Stephanie and her late husband Matthew founded The Gathering, an art community within the neighborhood they resided in, promoting freedom to worship God through art, music and writing.  Neighbors attribute the peaceful quality of living in the 1 mile radius of this block to The Gathering and many state that although The Gathering is founded on Christianity, they have never felt excluded from the community due to cultural or religious differences.  The San Diego police department has recognized The Gathering for being a contributing factor to the decline of crime in the area and the San Diego Union Tribune has recognized The Gathering as the reason for the increase in property value in the neighborhood since its establishment in 2032.  Her daughter Jade Romero has heired this non profit organization and will continue with its operation to promote community, faith, hope and love.

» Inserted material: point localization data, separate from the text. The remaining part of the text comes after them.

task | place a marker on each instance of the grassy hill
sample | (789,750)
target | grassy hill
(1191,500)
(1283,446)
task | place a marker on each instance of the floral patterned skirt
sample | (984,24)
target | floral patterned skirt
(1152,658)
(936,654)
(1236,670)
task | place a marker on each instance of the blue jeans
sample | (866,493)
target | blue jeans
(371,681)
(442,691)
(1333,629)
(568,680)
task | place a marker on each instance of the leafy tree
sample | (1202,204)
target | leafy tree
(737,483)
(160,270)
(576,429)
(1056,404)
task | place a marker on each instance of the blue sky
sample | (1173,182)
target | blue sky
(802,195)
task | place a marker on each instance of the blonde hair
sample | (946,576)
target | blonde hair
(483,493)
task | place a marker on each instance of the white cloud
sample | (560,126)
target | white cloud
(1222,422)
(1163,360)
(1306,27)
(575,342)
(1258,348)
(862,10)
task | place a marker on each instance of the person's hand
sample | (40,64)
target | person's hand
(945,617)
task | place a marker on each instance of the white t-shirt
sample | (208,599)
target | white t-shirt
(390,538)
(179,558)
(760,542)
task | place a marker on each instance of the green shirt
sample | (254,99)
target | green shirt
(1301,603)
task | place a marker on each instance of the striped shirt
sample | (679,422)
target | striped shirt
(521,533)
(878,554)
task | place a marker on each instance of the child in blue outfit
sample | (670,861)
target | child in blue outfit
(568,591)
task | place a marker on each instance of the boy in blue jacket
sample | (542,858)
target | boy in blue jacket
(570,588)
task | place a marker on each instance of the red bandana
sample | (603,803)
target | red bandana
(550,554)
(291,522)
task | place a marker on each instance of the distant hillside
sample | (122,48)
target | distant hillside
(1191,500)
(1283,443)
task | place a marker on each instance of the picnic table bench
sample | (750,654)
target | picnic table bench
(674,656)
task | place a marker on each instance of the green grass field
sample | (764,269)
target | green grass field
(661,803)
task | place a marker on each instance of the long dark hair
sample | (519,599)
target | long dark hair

Stephanie has written several childrens book and an autobiography was published in 2054.

A memorial service will be held Saturday at Mission Beach at 5p.  An evening of celebration and rememberance of Mrs. Holt's life will be held by The Gathering community in their neighborhood at 7p.  All are invited for an evening of community and love...the greatest being love.

The Inevitable According to Me

This is the last paragraph of my autobiography...to be rewritten at any time and with as many revisions as I deem necessary.

     Our life so far has been a tiring one.  The kind of tired though that leaves you lying in bed, wide awake, wondering..."what next?"  The kind of tired that is meerly physical and less mentally exhausting.  The kind of tired that makes the outside look older then you feel.  I'll be 71 years old tomorrow and our house is full of children varying from ages 12-24.  It's close to one in the morning and I can hear the whispers and giggles of our new family who have contributed to the richness and happiness that is now our daily life.  They call me blessed and yet I am the one who feels so blessed to have rescued these children from those institutions.  In their brokenness, they overflow with generosity and compassion for eachother and the world that has rejected them so harshly.  They have taught me unconditional love in my old age and continue to shape my character, to that which I can now call Christ-like.  I am humble, patient, and kind.  Willing to lay my life down for these kids who I now call my friends.  I am no longer known for the clothes I wear or the things I own, I am known for the love I expell and that last forever.



Corinthians 13:13 Three things will last forever—faith, hope, and love—and the greatest of these is love.